Why use this toolkit

Training a neural net for handwriting recognition requires large amounts of handwriting data. Collecting the data is a laborious and time-consuming process. On the other hand, generating synthetic handwritten images is cheap due to the abundance of handwritten fonts.

It turns out that training the model on purely synthetic images already gives a decent performance. A follow-up synthetic-to-real adaptation (fine-tuning) can significantly improve the accuracy of the final system. It can also help the model adapt to the style of a particular writer.

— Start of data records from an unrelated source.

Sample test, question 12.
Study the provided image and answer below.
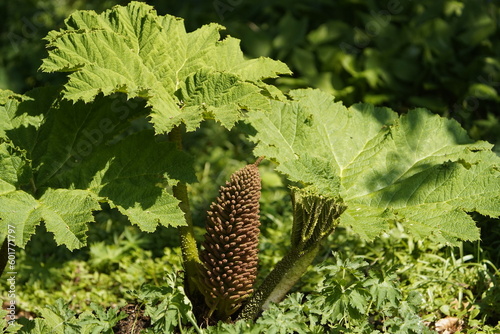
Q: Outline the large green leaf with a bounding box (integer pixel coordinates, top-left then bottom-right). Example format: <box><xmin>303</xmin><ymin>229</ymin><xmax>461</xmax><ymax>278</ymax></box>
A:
<box><xmin>0</xmin><ymin>88</ymin><xmax>195</xmax><ymax>249</ymax></box>
<box><xmin>0</xmin><ymin>185</ymin><xmax>99</xmax><ymax>251</ymax></box>
<box><xmin>41</xmin><ymin>1</ymin><xmax>290</xmax><ymax>133</ymax></box>
<box><xmin>39</xmin><ymin>189</ymin><xmax>100</xmax><ymax>250</ymax></box>
<box><xmin>247</xmin><ymin>89</ymin><xmax>500</xmax><ymax>244</ymax></box>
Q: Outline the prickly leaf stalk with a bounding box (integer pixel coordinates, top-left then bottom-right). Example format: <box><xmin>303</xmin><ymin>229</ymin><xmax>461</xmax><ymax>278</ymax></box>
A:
<box><xmin>199</xmin><ymin>157</ymin><xmax>263</xmax><ymax>320</ymax></box>
<box><xmin>238</xmin><ymin>187</ymin><xmax>347</xmax><ymax>321</ymax></box>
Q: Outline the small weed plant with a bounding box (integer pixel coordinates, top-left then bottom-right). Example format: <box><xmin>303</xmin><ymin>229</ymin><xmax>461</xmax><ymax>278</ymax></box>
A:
<box><xmin>0</xmin><ymin>2</ymin><xmax>499</xmax><ymax>333</ymax></box>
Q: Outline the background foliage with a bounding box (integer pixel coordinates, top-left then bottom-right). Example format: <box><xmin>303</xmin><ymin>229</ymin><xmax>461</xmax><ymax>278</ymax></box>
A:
<box><xmin>1</xmin><ymin>0</ymin><xmax>499</xmax><ymax>333</ymax></box>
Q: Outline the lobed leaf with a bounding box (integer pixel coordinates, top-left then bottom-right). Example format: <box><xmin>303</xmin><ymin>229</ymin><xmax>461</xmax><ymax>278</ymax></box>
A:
<box><xmin>0</xmin><ymin>88</ymin><xmax>195</xmax><ymax>249</ymax></box>
<box><xmin>41</xmin><ymin>2</ymin><xmax>291</xmax><ymax>133</ymax></box>
<box><xmin>247</xmin><ymin>88</ymin><xmax>500</xmax><ymax>244</ymax></box>
<box><xmin>39</xmin><ymin>189</ymin><xmax>100</xmax><ymax>251</ymax></box>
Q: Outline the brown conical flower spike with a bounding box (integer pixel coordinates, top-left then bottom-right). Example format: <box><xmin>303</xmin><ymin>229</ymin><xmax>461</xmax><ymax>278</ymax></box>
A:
<box><xmin>199</xmin><ymin>157</ymin><xmax>263</xmax><ymax>320</ymax></box>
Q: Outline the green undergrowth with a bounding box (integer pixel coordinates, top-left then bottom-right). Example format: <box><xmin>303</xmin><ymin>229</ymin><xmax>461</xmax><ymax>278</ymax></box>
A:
<box><xmin>6</xmin><ymin>209</ymin><xmax>184</xmax><ymax>316</ymax></box>
<box><xmin>3</xmin><ymin>185</ymin><xmax>500</xmax><ymax>332</ymax></box>
<box><xmin>5</xmin><ymin>221</ymin><xmax>500</xmax><ymax>333</ymax></box>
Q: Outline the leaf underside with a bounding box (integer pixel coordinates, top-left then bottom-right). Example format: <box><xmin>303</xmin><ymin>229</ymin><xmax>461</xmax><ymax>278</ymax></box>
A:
<box><xmin>247</xmin><ymin>88</ymin><xmax>500</xmax><ymax>245</ymax></box>
<box><xmin>0</xmin><ymin>88</ymin><xmax>194</xmax><ymax>250</ymax></box>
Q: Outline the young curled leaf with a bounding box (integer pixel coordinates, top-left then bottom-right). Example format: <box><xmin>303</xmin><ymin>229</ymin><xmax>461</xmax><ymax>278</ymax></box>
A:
<box><xmin>290</xmin><ymin>187</ymin><xmax>347</xmax><ymax>252</ymax></box>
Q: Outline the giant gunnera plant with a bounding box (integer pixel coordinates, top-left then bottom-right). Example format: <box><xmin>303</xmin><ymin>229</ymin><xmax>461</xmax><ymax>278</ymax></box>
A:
<box><xmin>1</xmin><ymin>2</ymin><xmax>499</xmax><ymax>330</ymax></box>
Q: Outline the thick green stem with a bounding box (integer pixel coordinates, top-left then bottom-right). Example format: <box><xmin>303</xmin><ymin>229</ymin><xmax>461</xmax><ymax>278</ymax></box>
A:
<box><xmin>237</xmin><ymin>243</ymin><xmax>320</xmax><ymax>321</ymax></box>
<box><xmin>169</xmin><ymin>126</ymin><xmax>202</xmax><ymax>296</ymax></box>
<box><xmin>173</xmin><ymin>184</ymin><xmax>203</xmax><ymax>295</ymax></box>
<box><xmin>0</xmin><ymin>237</ymin><xmax>8</xmax><ymax>276</ymax></box>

The toolkit enables one to build a handwriting recognizer using only unlabeled data. Moreover, pretraining on purely synthetic images requires no data at all.

What can it do

Concretely, the toolkit implements the following tasks:

  • extracting probability distribution from text corpora
  • generating synthetic handwritten word images
  • training on synthetic images
  • fine-tuning on real (handwritten word) images
  • evaluating a pretrained model by computing metrics (loss, CER, WER, etc.)
  • using the pretrained model to recognize handwritten words
  • saving/retrieving model checkpoints

What is needed

To make it work, the toolkit needs:

  • handwritten fonts
  • text corpora
  • real unlabeled images of handwritten words
  • optionally, real labeled images of handwritten words (see the note)

Note: although transcriptions aren't required, a small subset of transcribed/labeled images will help estimate metrics.

Prerequisites

Python version 3.8.9 or higher.

Installation

It is recommended to install the package using a virtual environment, rather than installing it globally.

pip install lafhterlearn

Alternatively, you can clone the repository, then from within the repository run this command:

pip install -r requirements.txt

Quick start

  • Under the repository folder create a directory called "fonts" and fill it with TrueType fonts with extensions otf or ttf
  • Similarly, create a directory called "corpora"
  • find text corpora and store them in the "corpora" directory as plain text files (you can find a few books to download here)
  • Build word distribution and save it in the "word_distribution.csv" file with this command:
lafhterlearn word_distr word_distribution.csv --corpora-dir corpora --with-freq
  • Create a directory named "tuning_data" Within it, create a subdirectory named "unlabeled" and put handwriting image files (jpg or png) there. Optionally, you can add another subdirectory called "labeled". It should contain image files whose names (excluding the file extension part) match their transcriptions. For example, an image could have the name "apple.jpg" (it will be assumed to have the label "apple").
  • create a configuration file called my_config.yml and define some settings (these will override defaults), for instance:
image_height: 64
hidden_size: 128
batch_size: 32
  • create a training session:
lafhterlearn make_session --config_file my_config.yml
  • Start/resume pretraining on synthetic handwriting images:
lafhterlearn pretrain session
  • Fine-tune a model on real handwriting images (possibly unlabeled)
lafhterlearn finetune session
  • Transcribe the image with the real handwritten word:
lafhterlearn transcribe session path/to/some/image.png
  • Evaluate the model and compute metrics:
lafhterlearn evaluate session

For more details about each step, see the sections below.

Training scheme briefly

At the core of the toolkit lies a deep neural net. Its architecture is encoder-decoder with attention. Training consists of 2 separate stages or phases.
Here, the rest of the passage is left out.